No matter what you think of Islamic veiling one thing is for sure – criminalising the women who wear the burqa or niqab is only going to render them more invisible.

France looks set to pass legislation that bans Islamic face covering. The discussion over how this law could be enforced has centred around punishing the veiled woman. She will be taken home, or fined.
This belies the true intentions of those calling for a ban – banning the burqa is less about liberating oppressed muslim women and more about making white people feel more comfortable.
It is also about creating a scapegoat to unite and energise anti-muslim and anti-immigration sentiment. We should be mindful too that if the ban goes ahead yet another meaning will be transferred to this religious garment – that of defiance against the state on the part of women who flout the new laws.
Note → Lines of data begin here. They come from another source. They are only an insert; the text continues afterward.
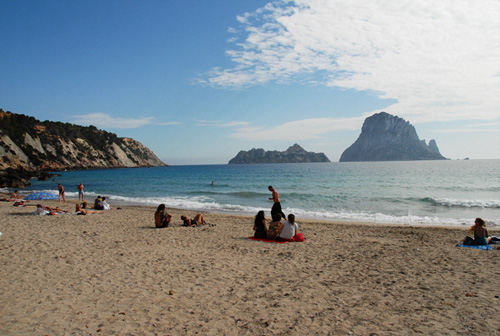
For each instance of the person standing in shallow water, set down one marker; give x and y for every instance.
(276, 209)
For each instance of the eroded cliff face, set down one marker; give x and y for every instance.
(26, 143)
(385, 137)
(294, 154)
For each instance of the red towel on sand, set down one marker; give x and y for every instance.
(266, 240)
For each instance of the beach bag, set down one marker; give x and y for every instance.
(469, 241)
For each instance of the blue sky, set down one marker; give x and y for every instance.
(198, 81)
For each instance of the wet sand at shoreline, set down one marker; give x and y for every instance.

The burqa ban is just one of a series of volleys fired in a chest-puffing display of European cultural dominance. The recent decision in Switzerland to ban minarets (there’s four of them there, they’re not exactly taking over the landscape), is somewhat dumbfounding if viewed in a vacuum, but it fits in with this overall shift towards a cultural war, which frames Islam as incompatible with secular Europe and enlightenment values.
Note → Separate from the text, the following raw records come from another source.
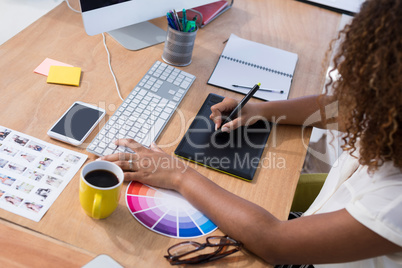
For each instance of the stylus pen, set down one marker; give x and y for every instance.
(263, 89)
(241, 104)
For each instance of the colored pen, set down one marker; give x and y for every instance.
(177, 20)
(184, 19)
(241, 104)
(262, 89)
(170, 22)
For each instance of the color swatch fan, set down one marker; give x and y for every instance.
(166, 212)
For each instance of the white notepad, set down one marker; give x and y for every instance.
(247, 63)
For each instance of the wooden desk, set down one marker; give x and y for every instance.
(31, 106)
This topic is a heated one and I am hesitant to weigh in. I’m an atheist white woman and I understand relatively little about the nuances surrounding this piece of clothing within a western context. Often muslim women are elided out of this conversation completely within the mainstream media, so I’m not going to unpack the significance of the burqa within a women’s rights framework, but I am going to talk about the reaction to it from western governments and the general western populace.
There are legitimate reasons to object to the burqa, including on theological grounds. The matter is hotly debated within the muslim community too and there are muslim women who have voiced support for the ban.
However, it is clear, from discussions I’ve had over the years, that it is often white men, who are not exactly torch bearers for the gender equity movement, who object the most vehemently to a woman who removes herself from their gaze. They not only object to face covering shrouds like the burqa, but also to the very common hijab. One problem these men have with the Islamic veil, even if they don’t realise it, is that it challenges their assumed entitlement to gaze upon women’s bodies – not a legitimate reason to object to the burqa. Of course, they co-opt the language of women’s rights to voice their objections.
Islamic veiling has become a marker of difference and a symbol of women’s oppression in muslim countries. That same oppression was used to justify a war in Afghanistan. Now the situation in Afghanistan, outside major centres such as Kabul, is worse than ever. The number of women driven, by such incredible despair, to commit suicide through self-immolation is at an all time high.
Our government has helped cement the power of brutal warlords in the country who are known for their crimes against humanity, in a war which began cloaked in talk of liberation, particularly the liberation of women. The West has a long tradition of using women to justify cultural imperialism and racism. It was also the West who helped to push the Afghan populace toward a radical and extreme interpretation of Islam in order to overthrow the Soviet occupation, funnily enough.
This selective concern for women’s rights is merely a way for people to articulate their racist nationalism and it’s an attitude that can be found through all levels of society – in the general populace, in the media, in the government.
One image that has stayed with me from the Cronulla riots all those years ago was of a hijabi running away from three young white men who were trying to rip off her headscarf. There was a lot of talk during that time of ‘their’ women and ‘our’ women. Women became, once again, the terrain on which to thrash out cultural difference on. Those men ripping off a young hijabi’s scarf probably still talk of how terribly muslim men treat muslim women without having the self-awareness to realise that they are the ones inflicting violence on and encouraging the oppression of that woman, not her brothers or her father.
Likewise, criminalising the 2000 women in France who wear the niqab or burqa (from the five million muslims in the country) only inflicts another form of oppression on fully covered women, both those who choose it and those who are pressured in to wearing it.
Imposing dress codes on people in order to oppose the imposing of dress codes on people is completely counterproductive, but as I outlined above, that’s not the real reason these laws are being considered, is it?